Was not her name a prophecy?
At the sill of the Magan homestead the flood had stopped, hesitated, and then gone back. Maggie always said she knew it would—they always had good luck. The little woman was happier than ever when she thought of the whole train of people that might have been thrown into the ditch—of the cut-off legs, arms and heads, and the poor creatures without them that might have been cast bleeding on the track, if it had not been for her faithful old Tim—and of the home with niver a baby, and of the darlint that would have been drowned in the bottom of the Ohio with her ears and eyes full of mud, if it had not been for her slip of a boy.
As for Connor, he felt as if that bright-eyed girl belonged to him, and now that he had a watch towards it, he seemed almost a ready-made Conductor.
When the waters subsided and he went back to school, he studied with a will. His percentage grew higher.
“Sometime,” he said to himself, “I will go to Palestine. I will be somebody—maybe a Conductor! And a beautiful young woman with soft black eyes will wave her handkerchief to me as I pass by in my train! And after I make a lot of money”—how full the world is of money that young people are so sure of getting—“after I make this money I will bring Minnie back with me! And she will live in my house with me! And she will say, ’Conor I am so glad you fished me out of the Ohio with your drift-wood!’ And won’t that be good luck for Connor Magan!”
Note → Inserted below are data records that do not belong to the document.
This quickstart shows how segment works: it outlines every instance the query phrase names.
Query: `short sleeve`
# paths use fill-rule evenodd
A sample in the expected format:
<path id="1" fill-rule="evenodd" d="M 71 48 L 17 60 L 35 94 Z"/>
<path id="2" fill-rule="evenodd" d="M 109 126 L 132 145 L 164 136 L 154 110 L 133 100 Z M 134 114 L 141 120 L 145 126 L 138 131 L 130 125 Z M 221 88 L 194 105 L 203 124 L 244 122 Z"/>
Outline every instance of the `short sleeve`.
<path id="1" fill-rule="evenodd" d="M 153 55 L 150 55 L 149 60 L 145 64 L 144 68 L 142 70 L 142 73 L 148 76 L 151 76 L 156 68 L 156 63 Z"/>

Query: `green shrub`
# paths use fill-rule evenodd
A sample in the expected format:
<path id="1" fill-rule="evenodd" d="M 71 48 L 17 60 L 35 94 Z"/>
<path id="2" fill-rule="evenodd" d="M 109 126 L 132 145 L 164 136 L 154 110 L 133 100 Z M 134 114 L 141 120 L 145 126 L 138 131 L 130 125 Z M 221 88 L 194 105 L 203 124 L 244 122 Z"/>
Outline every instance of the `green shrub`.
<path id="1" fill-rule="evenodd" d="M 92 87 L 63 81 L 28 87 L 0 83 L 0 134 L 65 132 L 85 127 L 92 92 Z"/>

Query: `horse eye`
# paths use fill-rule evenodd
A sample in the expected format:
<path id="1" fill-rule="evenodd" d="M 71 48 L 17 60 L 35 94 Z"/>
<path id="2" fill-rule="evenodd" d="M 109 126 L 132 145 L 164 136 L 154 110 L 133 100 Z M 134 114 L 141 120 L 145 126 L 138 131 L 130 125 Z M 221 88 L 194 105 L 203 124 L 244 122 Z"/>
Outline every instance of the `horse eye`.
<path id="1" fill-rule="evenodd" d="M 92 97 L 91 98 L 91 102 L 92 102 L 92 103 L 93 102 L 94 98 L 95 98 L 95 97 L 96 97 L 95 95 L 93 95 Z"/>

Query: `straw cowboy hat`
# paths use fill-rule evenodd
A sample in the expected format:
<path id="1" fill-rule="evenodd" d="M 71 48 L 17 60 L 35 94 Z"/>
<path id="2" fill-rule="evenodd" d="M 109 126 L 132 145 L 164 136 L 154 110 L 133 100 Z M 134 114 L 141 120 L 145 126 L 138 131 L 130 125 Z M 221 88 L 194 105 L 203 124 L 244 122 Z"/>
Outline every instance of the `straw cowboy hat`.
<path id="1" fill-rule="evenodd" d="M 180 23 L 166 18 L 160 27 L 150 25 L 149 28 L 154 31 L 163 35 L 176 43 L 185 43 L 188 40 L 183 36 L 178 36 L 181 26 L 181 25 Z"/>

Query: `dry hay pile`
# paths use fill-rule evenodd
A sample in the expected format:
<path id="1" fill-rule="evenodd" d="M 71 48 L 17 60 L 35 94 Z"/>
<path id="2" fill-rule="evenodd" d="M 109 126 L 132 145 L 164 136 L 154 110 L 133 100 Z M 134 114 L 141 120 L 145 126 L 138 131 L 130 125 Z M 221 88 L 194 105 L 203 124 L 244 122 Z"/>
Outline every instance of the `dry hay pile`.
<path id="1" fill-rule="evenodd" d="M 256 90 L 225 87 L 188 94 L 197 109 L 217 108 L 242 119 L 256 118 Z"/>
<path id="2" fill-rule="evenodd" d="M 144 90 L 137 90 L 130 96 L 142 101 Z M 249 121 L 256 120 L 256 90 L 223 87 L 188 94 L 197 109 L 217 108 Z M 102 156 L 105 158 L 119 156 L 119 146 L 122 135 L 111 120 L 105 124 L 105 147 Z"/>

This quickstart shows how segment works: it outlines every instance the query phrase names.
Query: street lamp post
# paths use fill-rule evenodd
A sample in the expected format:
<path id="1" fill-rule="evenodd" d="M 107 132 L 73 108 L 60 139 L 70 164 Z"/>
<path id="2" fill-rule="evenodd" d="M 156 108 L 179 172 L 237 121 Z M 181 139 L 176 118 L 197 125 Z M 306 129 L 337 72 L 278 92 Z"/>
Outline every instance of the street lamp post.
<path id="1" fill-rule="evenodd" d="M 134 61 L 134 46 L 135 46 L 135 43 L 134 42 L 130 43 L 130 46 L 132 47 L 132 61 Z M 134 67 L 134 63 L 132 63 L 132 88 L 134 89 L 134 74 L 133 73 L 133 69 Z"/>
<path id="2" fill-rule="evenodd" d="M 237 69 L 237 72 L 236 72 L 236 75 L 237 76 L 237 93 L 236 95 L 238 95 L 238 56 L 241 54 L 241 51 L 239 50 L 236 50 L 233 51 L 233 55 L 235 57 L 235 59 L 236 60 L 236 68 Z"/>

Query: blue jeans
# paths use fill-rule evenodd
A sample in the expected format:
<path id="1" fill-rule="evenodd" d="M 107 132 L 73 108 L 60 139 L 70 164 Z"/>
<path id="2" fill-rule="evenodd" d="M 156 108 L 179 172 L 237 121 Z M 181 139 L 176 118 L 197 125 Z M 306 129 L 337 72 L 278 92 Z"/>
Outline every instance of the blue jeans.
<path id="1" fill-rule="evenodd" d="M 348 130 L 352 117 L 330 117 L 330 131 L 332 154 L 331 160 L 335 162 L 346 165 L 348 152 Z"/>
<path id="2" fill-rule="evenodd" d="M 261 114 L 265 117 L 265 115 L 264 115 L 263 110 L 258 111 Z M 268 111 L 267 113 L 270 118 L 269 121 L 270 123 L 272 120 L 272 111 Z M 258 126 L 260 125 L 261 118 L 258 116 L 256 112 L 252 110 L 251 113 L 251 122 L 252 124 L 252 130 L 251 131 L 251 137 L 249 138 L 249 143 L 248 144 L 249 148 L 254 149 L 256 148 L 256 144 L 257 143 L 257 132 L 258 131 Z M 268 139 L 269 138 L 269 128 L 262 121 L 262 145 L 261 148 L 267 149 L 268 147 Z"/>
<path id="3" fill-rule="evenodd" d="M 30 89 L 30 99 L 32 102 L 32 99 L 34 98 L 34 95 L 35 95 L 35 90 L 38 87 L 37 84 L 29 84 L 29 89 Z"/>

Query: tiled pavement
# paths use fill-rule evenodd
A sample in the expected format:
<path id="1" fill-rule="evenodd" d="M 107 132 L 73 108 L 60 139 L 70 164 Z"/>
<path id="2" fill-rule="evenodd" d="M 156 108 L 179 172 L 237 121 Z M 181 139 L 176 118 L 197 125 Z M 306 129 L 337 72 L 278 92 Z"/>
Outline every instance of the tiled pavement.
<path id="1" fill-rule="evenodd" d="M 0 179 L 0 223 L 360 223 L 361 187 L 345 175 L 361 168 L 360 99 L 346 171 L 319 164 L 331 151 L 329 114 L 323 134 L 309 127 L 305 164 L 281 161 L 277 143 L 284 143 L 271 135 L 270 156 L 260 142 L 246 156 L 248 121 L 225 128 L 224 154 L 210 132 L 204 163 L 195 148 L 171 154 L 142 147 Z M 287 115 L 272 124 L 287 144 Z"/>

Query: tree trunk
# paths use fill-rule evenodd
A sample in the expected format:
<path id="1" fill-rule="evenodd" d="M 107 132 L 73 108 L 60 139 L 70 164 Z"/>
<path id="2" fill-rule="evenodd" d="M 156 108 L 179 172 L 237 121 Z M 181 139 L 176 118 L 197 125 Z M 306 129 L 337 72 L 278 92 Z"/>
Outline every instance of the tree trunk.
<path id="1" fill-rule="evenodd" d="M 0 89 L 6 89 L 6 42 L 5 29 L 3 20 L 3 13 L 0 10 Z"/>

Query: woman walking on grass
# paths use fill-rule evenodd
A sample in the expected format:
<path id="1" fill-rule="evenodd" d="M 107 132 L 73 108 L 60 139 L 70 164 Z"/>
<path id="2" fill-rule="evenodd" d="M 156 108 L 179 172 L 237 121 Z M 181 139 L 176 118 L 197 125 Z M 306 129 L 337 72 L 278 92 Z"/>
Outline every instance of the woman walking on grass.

WHY MAMMY DELPHY’S BABY WAS NAMED GRIEF.
Mammy Delphy was sitting out under the vines that climbed over the kitchen gallery, picking a chicken for dinner, and singing. And such singing! Some of the words ran this way:
“Aldo you sees me go ’long
so,
I has my trials here below,
Sometimes I’se up, sometimes I’se
down,
Sometimes I’se lebel wid de groun;
Oh, git out, Satan
Halla_lu_!”
And these words sound queer to you as you read them, perhaps, but they did not sound queer when Mammy Delphy was singing them. I don’t believe that a song out of heaven could be sweeter than this and other songs like it that dear old Mammy sings, with her turbaned head bobbing up and down and her foot softly keeping time to the melody. There is a sort of plaintive—what shall I call it?—twist in her voice that makes you choke up about the throat, if you are a boy, and sob right out if you are a girl. And it makes you, somehow, remember, in hearing it, all the sweet, sad little stories that your mother has told you about your little baby sister who died before you were born; or, if you have stood in a darkened room, holding fast to some tender and loving hand, and looked at a face that was dear to you lying upon its coffin pillow, you think of that strange and sad time. And with these thoughts come, as you listen, other thoughts of flying angels and shining crowns, and wide-opened gates of pearl. A sweetness mixed with pain—that is, the feeling which Mammy Delphy’s singing brings to you, though you could not describe it, perhaps, if you tried—at least that’s the feeling it brings to me.